Text.String can be mixed into any class that has a primary string value, giving it the full manipulation surface without reimplementation.

boopClass Slug '
  has:value,raw
  mixin:Text.String
  public:new
'

The mixin attaches all Text.String methods to Slug instances. A Slug object responds to trim, trimmed, do, read, raw, and all other Text.String methods directly, operating on its own value property.

This is the highest-leverage use of the class: a shared, tested string manipulation layer that any string-valued type can inherit at zero implementation cost.


Design Notes

Naming convention: bare vs -ed

The two-family naming convention follows the same principle as Python’s list.sort() vs sorted(list) and Ruby’s sort! vs sort.

The convention is grounded in English grammar and carries the semantics without any framework ceremony. A reader who has never seen Text.String before can correctly guess what $s.trimmed returns.

decapitalize/decapitalized are longer than the others because they describe a less common operation. This is intentional: name length should track usage frequency. Short names for common operations (trim, read); longer names for rare ones (decapitalize). The asymmetry is a feature, not an accident.

raw as an audit anchor

Storing the original value costs one extra property write at construction time and negligible ongoing memory. The benefit is that any code receiving a Text.String object can always recover the unmodified input, regardless of what transformations have been applied. This is useful for logging, error messages, undo, and any context where “what did this start as?” has meaning.

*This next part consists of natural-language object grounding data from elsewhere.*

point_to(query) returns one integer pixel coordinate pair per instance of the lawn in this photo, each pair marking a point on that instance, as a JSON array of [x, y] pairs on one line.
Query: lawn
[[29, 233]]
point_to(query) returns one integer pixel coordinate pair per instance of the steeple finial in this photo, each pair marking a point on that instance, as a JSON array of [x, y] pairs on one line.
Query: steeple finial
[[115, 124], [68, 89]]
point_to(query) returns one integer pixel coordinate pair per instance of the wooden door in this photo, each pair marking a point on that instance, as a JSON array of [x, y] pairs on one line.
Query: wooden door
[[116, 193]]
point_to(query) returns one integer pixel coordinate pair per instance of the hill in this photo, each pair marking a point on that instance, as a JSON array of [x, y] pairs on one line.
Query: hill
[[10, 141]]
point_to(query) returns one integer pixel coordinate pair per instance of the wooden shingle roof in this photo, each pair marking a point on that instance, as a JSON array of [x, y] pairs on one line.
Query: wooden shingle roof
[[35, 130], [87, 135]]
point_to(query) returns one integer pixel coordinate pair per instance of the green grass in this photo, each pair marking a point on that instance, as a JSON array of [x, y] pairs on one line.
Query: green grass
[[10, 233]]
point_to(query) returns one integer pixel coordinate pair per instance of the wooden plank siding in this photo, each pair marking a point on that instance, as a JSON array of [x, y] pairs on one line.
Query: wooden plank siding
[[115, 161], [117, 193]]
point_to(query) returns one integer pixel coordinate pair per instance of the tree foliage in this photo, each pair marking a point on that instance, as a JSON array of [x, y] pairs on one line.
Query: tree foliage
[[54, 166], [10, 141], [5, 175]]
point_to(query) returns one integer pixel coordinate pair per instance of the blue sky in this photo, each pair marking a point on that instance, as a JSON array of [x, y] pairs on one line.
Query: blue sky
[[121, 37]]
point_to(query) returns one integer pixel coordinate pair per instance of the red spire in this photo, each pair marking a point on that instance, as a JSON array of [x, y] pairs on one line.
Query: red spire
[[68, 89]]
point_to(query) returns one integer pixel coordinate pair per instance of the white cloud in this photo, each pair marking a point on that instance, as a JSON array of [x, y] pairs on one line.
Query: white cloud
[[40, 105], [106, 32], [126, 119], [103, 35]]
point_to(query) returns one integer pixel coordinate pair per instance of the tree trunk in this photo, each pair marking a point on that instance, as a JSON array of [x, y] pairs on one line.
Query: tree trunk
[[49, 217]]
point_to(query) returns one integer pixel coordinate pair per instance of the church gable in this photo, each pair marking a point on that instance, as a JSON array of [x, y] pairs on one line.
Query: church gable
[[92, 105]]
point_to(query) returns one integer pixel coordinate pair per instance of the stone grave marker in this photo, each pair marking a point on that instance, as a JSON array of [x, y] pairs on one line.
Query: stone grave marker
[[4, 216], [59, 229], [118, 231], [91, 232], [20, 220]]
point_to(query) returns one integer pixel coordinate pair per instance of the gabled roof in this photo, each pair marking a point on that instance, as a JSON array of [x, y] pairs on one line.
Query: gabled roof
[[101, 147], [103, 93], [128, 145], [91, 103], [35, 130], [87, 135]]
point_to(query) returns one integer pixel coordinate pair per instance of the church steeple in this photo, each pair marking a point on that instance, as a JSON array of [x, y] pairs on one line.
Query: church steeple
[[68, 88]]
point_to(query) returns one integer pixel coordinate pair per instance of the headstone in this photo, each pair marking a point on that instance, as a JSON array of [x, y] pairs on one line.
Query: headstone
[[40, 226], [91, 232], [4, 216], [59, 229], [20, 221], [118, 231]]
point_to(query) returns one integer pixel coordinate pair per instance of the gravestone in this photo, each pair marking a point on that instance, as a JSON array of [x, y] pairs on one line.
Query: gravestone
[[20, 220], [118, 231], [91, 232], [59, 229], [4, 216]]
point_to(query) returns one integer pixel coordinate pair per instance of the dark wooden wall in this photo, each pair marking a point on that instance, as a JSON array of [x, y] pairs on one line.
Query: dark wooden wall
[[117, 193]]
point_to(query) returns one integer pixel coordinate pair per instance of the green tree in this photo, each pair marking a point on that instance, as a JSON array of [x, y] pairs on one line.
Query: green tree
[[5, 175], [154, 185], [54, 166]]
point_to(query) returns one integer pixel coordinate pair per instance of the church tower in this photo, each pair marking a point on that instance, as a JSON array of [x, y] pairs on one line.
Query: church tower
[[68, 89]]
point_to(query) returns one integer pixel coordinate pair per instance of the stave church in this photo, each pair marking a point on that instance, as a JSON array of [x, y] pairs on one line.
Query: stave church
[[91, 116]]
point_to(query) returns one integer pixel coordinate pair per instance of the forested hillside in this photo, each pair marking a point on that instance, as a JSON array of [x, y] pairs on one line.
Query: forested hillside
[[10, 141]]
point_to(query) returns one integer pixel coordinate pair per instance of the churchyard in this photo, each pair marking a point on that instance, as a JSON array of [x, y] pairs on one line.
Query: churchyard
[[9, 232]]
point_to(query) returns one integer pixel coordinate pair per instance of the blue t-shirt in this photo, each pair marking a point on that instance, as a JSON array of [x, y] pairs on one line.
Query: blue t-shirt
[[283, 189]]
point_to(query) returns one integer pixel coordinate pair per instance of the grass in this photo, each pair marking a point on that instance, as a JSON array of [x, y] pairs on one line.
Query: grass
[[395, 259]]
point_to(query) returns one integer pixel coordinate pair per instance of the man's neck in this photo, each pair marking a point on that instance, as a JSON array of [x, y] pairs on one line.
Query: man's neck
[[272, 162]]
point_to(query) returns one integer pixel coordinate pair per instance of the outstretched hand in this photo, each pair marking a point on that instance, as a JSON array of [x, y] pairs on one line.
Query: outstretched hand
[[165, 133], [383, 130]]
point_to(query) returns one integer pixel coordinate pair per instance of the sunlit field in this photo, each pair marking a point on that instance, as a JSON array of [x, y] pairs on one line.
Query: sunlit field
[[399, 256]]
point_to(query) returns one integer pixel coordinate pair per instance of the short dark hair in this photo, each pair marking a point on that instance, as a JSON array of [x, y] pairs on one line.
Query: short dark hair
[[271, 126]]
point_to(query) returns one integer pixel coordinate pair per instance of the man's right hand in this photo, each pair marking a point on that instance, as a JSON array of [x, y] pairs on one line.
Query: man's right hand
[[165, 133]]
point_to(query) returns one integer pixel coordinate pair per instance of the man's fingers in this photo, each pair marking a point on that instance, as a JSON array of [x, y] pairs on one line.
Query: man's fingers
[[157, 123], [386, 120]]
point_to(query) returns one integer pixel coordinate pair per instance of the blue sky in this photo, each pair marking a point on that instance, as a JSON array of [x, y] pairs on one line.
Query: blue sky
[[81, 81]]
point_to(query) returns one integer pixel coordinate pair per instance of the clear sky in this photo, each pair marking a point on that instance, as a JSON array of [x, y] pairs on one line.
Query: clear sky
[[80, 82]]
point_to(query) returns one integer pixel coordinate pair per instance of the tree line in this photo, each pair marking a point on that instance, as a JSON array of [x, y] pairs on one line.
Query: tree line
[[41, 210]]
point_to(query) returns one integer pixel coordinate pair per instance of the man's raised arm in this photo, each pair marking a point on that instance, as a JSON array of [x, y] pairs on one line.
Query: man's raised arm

Why do enforces type homogeneity

The bare and -ed families have incompatible return contracts. A bare do returns an exit code; an -ed do returns an object. If both types were allowed in the same pipeline, the caller would need to inspect the pipeline string at runtime to know what to do with the result — or silently discard one of the two possible outputs. Crashing on a mixed pipeline catches the mistake at the call site where it is cheapest to fix.

fold and word splitting

fold splits on whitespace using bash word splitting (for word in $v). This means runs of whitespace collapse to single spaces in the output, which is usually the right behavior for prose text. It does not split mid-word: a word longer than width appears on its own line and exceeds the width limit. This matches the behavior of the Unix fold -s flag.

What is not here

split is absent from the current implementation because it changes the type of the result from a string to a sequence. The right return type for split is a Collection.List, and that dependency has not been established yet. When it is, split will return a List object and live here alongside the rest of the interface.

Case-folding for Unicode is not implemented. upcase, downcase, capitalize, and decapitalize use bash’s ^^, ,,, ^, and , operators, which operate on bytes and handle only ASCII case mapping reliably. Full Unicode case folding requires external tooling and is beyond scope for a pure-bash implementation.

Regex operations (match, grep, sed-style substitution) are not implemented. Bash’s =~ and ${v/pattern/replacement} cover the common cases. A richer regex surface would likely live in a separate Text.Regex class.